Project Themes and Interviews—Year 4: Government Regulation and Public Policy
The growth of health care as a political issue has been another dramatic development transforming the practice of American medicine. Mandates, regulations, and programs come from the federal and state governments. The courts have become a major player in medical practice as a body of law grows, covering an ever-widening range of issues. Health care and its problems have proven decisive issues in some elections. The citizenry expects quality health care that it can afford, but despite the growing pressure on politicians to expand regulations and entitlements, no consensus has yet developed about how best to organize and pay for the nation’s medical care. All medical providers have moved from a situation in which contractual agreements determined rights and responsibilities to a highly volatile, mixed environment combining contracts, regulation, and new case law.

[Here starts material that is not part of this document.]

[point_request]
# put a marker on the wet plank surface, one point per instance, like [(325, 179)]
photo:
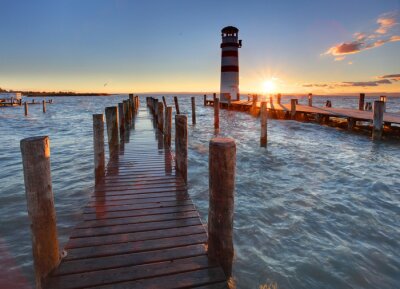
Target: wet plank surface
[(140, 228), (328, 111)]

Robert Crane, MBA: Robert Crane was born and raised in Pennsylvania and educated at Wooster College. Pursing his long-term of working in health care administration, Crane enrolled in the Cornell University MBA program with a focus in health care administration. Mr. Crane then held a series of positions in the Department of Health, Education, and Welfare and in the New York State Department of Health prior to joining the Kaiser Foundation Health Plan in 1983 as a vice president. While at Kaiser, Crane worked in government relations, national accounts, quality management, and in the international division. In this interview, Mr. Crane discusses health care public policy from the 1970s through the Clinton Administration, with a focus on the government relations program of Kaiser Permanente. Approximately 5 hours; interview conducted by Martin Meeker.
Richard Froh, MPH:
Richard Froh was born in California’s Sacramento Valley and educated in public schools in the state. He attended pharmacy school at the University of California and then went to Harvard to study for his Master’s of Public Health. Froh worked at a number of positions in the public health sector, including at the US Public Health Service and UCLA’s National Health Law Program. From 1978 through 1981, Froh worked as a professional staff member for the U.S. Senate’s Committee on Labor and Human Resources. In 1981 he took a position in Kaiser Permanente government relations department, eventually becoming Vice President of Government Relations. He retired from that position in 2004. In this interview, Mr. Froh discusses health care public policy from the 1960s through the Clinton Administration, with a focus on the government relations program of Kaiser Permanente. Approximately 5 hours, 30 minutes; interview conducted by Martin Meeker.